Blast from the Past: Dim Sum

In Dining to Tell 
Dim Sum

A lot of our blogs are about trends in food and happening new restaurants. But there are trends that came to stay, and have become a part of international food scenes globally. One such trend is Dim Sum – small Chinese dishes served steamed or fried in baskets.

Originally Dim Sum was the equivalent of Britain’s Sunday roast, and the Italian’s Sunday family lunch. The family comes together, dressed up, and takes their time making their way through a nice long lunch with good conversation, and children running around with their cousins.

On the Silk Road, travelers would make stops along the way to drink tea – Yum Cha. Over time teahouses started adding small snacks and this culinary tradition was then expanded mainly in Southern China, where today big restaurants specialize in dim sum, or in specific dim sum dishes they become famous for.

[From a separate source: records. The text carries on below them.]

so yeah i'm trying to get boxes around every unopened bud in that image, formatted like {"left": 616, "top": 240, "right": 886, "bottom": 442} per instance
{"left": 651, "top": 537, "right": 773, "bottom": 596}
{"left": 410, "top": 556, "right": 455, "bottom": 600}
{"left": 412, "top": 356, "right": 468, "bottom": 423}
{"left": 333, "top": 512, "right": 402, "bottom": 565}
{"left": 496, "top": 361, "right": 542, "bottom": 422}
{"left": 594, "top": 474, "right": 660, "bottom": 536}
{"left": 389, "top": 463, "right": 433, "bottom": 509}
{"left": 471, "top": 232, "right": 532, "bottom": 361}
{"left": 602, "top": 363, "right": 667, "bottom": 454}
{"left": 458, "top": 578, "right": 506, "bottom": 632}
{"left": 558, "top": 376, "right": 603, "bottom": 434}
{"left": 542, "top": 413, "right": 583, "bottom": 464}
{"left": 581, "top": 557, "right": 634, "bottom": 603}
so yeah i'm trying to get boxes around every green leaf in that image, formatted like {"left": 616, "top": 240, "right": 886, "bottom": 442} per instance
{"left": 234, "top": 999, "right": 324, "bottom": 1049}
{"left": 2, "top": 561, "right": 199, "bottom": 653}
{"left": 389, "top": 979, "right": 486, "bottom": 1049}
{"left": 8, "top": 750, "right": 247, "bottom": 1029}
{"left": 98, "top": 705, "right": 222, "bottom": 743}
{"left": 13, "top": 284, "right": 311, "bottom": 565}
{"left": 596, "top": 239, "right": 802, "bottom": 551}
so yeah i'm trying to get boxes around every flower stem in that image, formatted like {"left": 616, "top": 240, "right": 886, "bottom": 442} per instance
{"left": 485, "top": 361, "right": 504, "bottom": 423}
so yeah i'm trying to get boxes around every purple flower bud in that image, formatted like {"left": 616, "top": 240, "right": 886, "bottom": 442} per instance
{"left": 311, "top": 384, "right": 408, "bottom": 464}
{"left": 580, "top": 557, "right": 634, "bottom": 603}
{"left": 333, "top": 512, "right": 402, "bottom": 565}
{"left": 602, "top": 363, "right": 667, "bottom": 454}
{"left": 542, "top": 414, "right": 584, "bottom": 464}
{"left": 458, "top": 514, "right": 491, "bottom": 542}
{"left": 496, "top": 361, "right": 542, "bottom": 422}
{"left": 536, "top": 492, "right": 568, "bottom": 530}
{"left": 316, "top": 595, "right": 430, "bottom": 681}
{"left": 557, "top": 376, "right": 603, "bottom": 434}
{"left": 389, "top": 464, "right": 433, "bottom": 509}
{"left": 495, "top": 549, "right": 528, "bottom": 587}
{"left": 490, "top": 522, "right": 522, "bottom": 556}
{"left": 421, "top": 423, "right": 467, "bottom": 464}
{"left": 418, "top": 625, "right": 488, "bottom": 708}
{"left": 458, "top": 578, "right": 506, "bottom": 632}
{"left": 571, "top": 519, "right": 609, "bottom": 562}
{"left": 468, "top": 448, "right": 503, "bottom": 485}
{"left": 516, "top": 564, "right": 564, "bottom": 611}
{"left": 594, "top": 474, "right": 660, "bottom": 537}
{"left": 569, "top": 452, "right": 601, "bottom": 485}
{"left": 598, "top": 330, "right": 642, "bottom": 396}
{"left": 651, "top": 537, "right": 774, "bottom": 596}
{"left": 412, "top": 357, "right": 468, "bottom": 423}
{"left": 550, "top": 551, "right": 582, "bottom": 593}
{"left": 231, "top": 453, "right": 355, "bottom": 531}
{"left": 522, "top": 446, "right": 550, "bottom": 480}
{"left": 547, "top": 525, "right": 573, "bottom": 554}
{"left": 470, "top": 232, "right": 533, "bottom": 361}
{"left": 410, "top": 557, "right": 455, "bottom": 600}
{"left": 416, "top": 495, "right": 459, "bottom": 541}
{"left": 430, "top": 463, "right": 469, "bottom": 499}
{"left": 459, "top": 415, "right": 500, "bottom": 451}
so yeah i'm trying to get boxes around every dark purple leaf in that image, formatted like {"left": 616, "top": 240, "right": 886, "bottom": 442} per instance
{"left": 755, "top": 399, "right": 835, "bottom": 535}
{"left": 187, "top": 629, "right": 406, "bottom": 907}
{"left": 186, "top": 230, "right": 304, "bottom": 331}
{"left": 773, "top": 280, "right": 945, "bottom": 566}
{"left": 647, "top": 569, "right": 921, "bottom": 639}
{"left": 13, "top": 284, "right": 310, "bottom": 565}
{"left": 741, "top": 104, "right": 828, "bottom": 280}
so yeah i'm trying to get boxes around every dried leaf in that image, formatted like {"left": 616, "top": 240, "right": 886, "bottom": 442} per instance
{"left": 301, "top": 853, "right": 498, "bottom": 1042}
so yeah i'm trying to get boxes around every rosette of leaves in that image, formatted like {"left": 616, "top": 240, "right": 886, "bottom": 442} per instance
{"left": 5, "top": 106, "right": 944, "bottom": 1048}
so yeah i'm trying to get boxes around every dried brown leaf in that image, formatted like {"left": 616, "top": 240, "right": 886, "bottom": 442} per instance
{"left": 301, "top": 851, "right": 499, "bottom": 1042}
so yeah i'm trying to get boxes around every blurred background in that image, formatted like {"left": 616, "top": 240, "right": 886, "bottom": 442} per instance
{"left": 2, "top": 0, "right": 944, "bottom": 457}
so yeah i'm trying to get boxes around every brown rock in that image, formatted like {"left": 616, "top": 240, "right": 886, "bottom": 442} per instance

Dim sum is usually linked with the older tradition from yum cha (drinking tea)

Dim sum starts with the tea. You may be familiar with the common Chinese teas such as Jasmine, Oolong and green teas. If you would like to try something different, why not try Chrysanthemum tea, made from the flowers or Pu Erh which is fermented tea.

In Hong Kong and in Guangdong province it is common for dim sum to served from push carts that are pushed around by waiters. You can point and choose which ones you want to try, and the waiters add the items to your bill. You can also still order basic staples such as fried rice, noodles and stir fried vegetables from an a la carte menu.

Dim Sum

The most common types of dim sum are buns (bao), dumplings (steamed or fried) and spring rolls and for dessert there are usually sweet variations on the buns, and some traditional tarts.

Bao are buns made of wheat flour, baked or steamed to become fluffy, and can come with different fillings. Cha Siew, which is very popular in Singapore, is bao filled with sweet barbequed pork, but the buns also come with a black bean curd, vegetable or seafood filling. The sweet version comes with pineapple filling or red bean curd.

Dumplings come in different shapes such as round small drops and half moons. The dough is originally translucent, made of rice flour or wheat starch, and very hard to make and steam properly. Common are har gow, steamed dumplings filled with shrimp and xiao long bao which are filled with meat or seafood and broth. They also come stuffed with tofu, mushrooms, taro and pork.

Spring rolls are well-known, but also have traditional dim sum variations, made with different types of wrappers containing rice flour or wheat flour, and filled with combinations of rice or glass noodles, vegetables, mushrooms, minced chicken or pork, beef and shrimp. They can also be fried or steamed.

In  addition to the above mentioned types of dim sum, there are a few common dishes to be found on the trolleys, such as fried chicken feet (fung zau), steamed meatballs, usually made with pork, spare ribs in a sweet bbq sauce, crispy pork pastries (sou) and crispy fried squid (jau jyu sou).

Traditional dim sum desserts are egg and custard tarts, mango pudding or sweetened tofu served with flavoured syrups.

Luckily because the dim sum trend has been around for a while, there are some tried and tested places in the UAE to try out. In Abu Dhabi, Hakkasan at the Emirates Palace, Cho Gao at Crowne Plaza and Shang Palace at the Shangri-La are all a sure bet for some tasty and plentiful dim sum.

Shang Palace will re-open soon at the Shangri-La in Dubai, and in addition there is Long Yin at the Meridien in Garhoud, Shanghai Chic at Movenpick at Ibn Battuta Gate, Blue Jade at Ritz Carlton JBR, Karma Café at Souk al Bahar and of course Hakkasan at Jumeirah Emirates Towers. And for the original trolley experience, head to The China Club at Radisson Blu in Baniyas!